The President of the Employment Tribunals (England and Wales) has issued Presidential Guidance on the use of alternative dispute resolution (ADR) in employment claims.
The Guidance sets out the four types of ADR available that employment tribunals can encourage parties to make use of:
- Conciliation though Acas;
- Judicial mediation;
- Judicial assessment; and
- Dispute resolution appointment.
The first three of these are likely to be familiar to those who have used the tribunal system but the Guidance gives a helpful summary of the approach taken in each of these, as well as highlighting the differences between them. All three of these processes are “consensual” – both parties have to agree for these forms of ADR to take place.
The fourth is somewhat different and is much newer. Dispute resolution appointments have been trialled in the Midlands West region since 2020 and the Guidance now confirms the intention to roll these out nationally. They are a non-consensual form of ADR, generally reserved for the more complex claims and those with longer hearing slots (six days or more).

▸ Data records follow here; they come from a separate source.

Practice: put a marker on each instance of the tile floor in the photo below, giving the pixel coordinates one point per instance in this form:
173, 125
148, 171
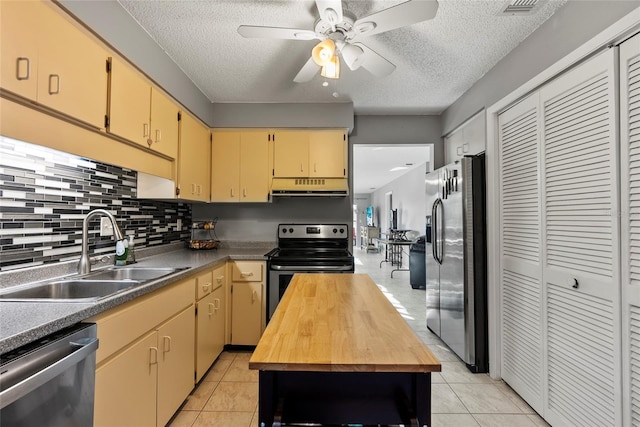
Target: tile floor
228, 395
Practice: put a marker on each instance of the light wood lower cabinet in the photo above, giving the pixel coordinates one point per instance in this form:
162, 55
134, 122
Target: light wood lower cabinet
210, 320
248, 308
145, 362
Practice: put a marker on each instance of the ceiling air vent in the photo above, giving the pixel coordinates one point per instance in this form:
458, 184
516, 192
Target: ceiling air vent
520, 7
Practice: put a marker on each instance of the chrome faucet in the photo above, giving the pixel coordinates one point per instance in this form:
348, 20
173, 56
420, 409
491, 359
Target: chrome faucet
84, 266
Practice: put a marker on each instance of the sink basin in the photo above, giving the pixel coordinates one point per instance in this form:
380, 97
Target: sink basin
91, 287
132, 273
69, 290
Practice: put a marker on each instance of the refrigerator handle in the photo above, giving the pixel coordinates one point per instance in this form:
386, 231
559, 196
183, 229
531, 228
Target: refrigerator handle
434, 231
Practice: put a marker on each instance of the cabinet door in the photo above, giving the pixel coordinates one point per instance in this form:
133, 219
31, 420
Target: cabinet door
291, 153
254, 167
130, 103
164, 124
126, 386
327, 153
246, 313
19, 47
225, 166
194, 160
71, 80
205, 334
176, 342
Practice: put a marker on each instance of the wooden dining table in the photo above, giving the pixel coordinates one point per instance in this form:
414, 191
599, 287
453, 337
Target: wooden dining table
337, 352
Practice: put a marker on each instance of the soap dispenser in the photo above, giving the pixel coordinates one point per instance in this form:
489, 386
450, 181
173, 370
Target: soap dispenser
131, 255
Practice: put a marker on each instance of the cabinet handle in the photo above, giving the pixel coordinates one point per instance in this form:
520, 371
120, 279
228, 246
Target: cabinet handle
27, 67
153, 356
53, 77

The non-consensual aspect means that the Tribunal can order one, even if neither party wishes to attend ADR. If the Tribunal believes that a dispute resolution appointment is appropriate, then the parties are expected to attend – and a failure to attend without good reason could amount to “unreasonable conduct” for costs purposes. This does not, however, mean that settlement is obligatory – there is no mandatory outcome that follows from a dispute resolution appointment (or any of the other forms of ADR).

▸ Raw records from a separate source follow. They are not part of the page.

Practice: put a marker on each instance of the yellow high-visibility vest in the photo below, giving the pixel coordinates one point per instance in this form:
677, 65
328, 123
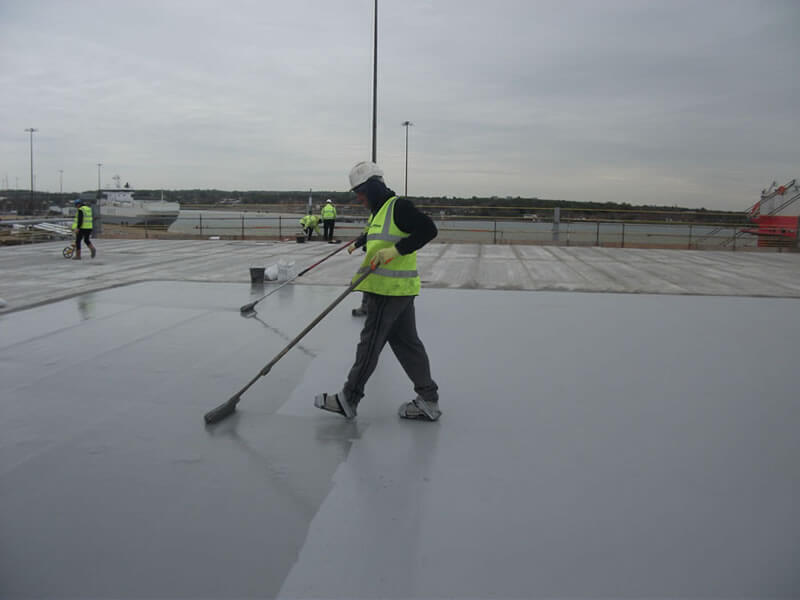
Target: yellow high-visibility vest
87, 217
399, 277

There may well be cases where the parties believe there is simply no benefit to a dispute resolution appointment and that its listing would therefore increase costs for both the parties and the Tribunal unnecessarily – for example, a claimant may believe that the true value of their claim lies in success at Tribunal (often referred to as “clearing their name”); a public sector respondent who is caught by the restrictions on special severance payments (noting that there are different definitions as to what is or is not a special severance payment for different parts of the public sector), may not have the necessary authorisation to allow for settlement to take place. The additional information set out in the Protocol for dispute resolution appointments (appendix 3 to the Guidance) does allow for the parties to make submissions to the Tribunal as to why the appointment should not take place – the key issue will be whether it is or is not in the interests of the overriding objective (as set out in point 12 of the Guidance). The parties would therefore be able to make their case as to why any dispute resolution appointment should not proceed. However, the Guidance does point out that there may be wider benefits to a dispute resolution appointment – such as assisting the parties to gain a clearer understanding of the case, or to clarify or narrow the issues in dispute; a lack of interest in settlement may therefore not be determinative of whether the appointment should proceed.
The Guidance stresses the costs – both financial and emotional – associated with claims. With pressures continuing to increase on employment tribunal resources, the Guidance makes it clear that a focus of the tribunals can and should be on encouraging the parties to resolve their cases by agreement. Resolution of the issues in a claim by a tribunal should therefore be as a last resort where such agreement cannot be reached.